As soon as an action is called, Spark can no longer add to the graph. The application launches a job including those transformations that were needed to evaluate the final RDD which called the action

Stages

Actions may include one or several transformations, and wide transformations define the breakdown of jobs into stages

Each stage correspond to a shuffle dependency created by a wide transformation in the Spark program. One stage can be though of as the set of computations (tasks) that can each be computed on one executor without communication with other executors or with the driver.

In other words, a new stage begins whenever network communication between workers is required; for instance, in a shuffle

These dependencies that create stage boundaries are called ShuffleDependencies. Shuffles are caused by those wide transformations such as sort or groupByKey, which require the data to be redistributed across the partitions. Several transformations with narrow dependencies can be grouped into one stage.

Spark can combine the flatMap, map, filter steps into one stage since none of those transformations requires a shuffle.

Spark keeps track of how an RDD is partitioned, so that it does not need to partition the same RDD by the same partitioner more than once. The same operations on RDDs with known partitioners and RDDs without a known partitioner can result in different stage boundaries, because there is no need to shuffle an RDD with known partition

Because the stage boundaries require communication with the driver, the stages associated with one job generally have to be executed in sequence rather than in parallel.

It is possible to execute stages in parallel if they are used to compute different RDDs that are combined in a downstream transformation such as a join. However, the wide transformations needed to compute one RDD have to be computed in sequence

Tasks

A stage consist of tasks.
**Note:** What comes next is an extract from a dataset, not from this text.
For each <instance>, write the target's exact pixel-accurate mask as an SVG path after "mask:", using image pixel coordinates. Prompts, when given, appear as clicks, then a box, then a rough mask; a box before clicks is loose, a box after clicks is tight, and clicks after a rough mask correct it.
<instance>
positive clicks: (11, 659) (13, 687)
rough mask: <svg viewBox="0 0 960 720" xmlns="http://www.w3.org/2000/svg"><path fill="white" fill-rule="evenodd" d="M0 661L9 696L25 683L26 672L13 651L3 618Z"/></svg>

The task is the smallest unit on the execution hierarchy, and each can represent one local computation.
All of the tasks in one stage execute the same code on a different piece of the data. One task cannot be executed on more than one executor. However, each executor has a dynamically allocated number of slots for running tasks and may run many tasks concurrently throughout its lifetime. The number of tasks per stage corresponds to the number of partitions in the output RDD of the stage

def simpleSparkProgram(rdd : RDD[Double]): Long = {
  //stage1
    rdd.filter(_< 1000.0)
    .map(x => (x, x) )
  //stage2
    .groupByKey()
    .map{ case(value, groups) => (groups.sum, value)}
  //stage 3
    .sortByKey()
    .count()
}

The stages (blue boxes) are bounded by the shuffle operations groupByKey and sortByKey. Each stage consist of several tasks: one for each partition in the result of the RDD transformations (shown as red rectangles), which are executed in parallel

A cluster cannot necessarily run every task in parallel for each stage. Each executor has a number of cores. The number of cores per executor is configured at the application level, buy likely corresponding to the physical cores on cluster.

Spark can run no more tasks at once than the total number of executor cores allocated for the application. We can calculate the number of tasks from the settings from the Spark Conf (total number of executors cores = # of cores per executor x number of executors).
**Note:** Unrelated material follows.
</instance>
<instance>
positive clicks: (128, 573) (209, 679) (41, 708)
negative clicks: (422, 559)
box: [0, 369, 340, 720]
If there are more partitions (and thus more tasks) than the number of slots for running tasks, then the extra tasks will be allocated to the executors as the first round of tasks finish and resources are available.

In most cases, all the tasks for one stage must be completed before the next stage can start. The process of distributing these tasks is done by the TaskScheduler and varies depending on whether the fair scheduler or FIFO scheduler is used.

One stage can be computed without moving data across the partitions. Within one stage, the tasks are the units of work done for each partition of the data.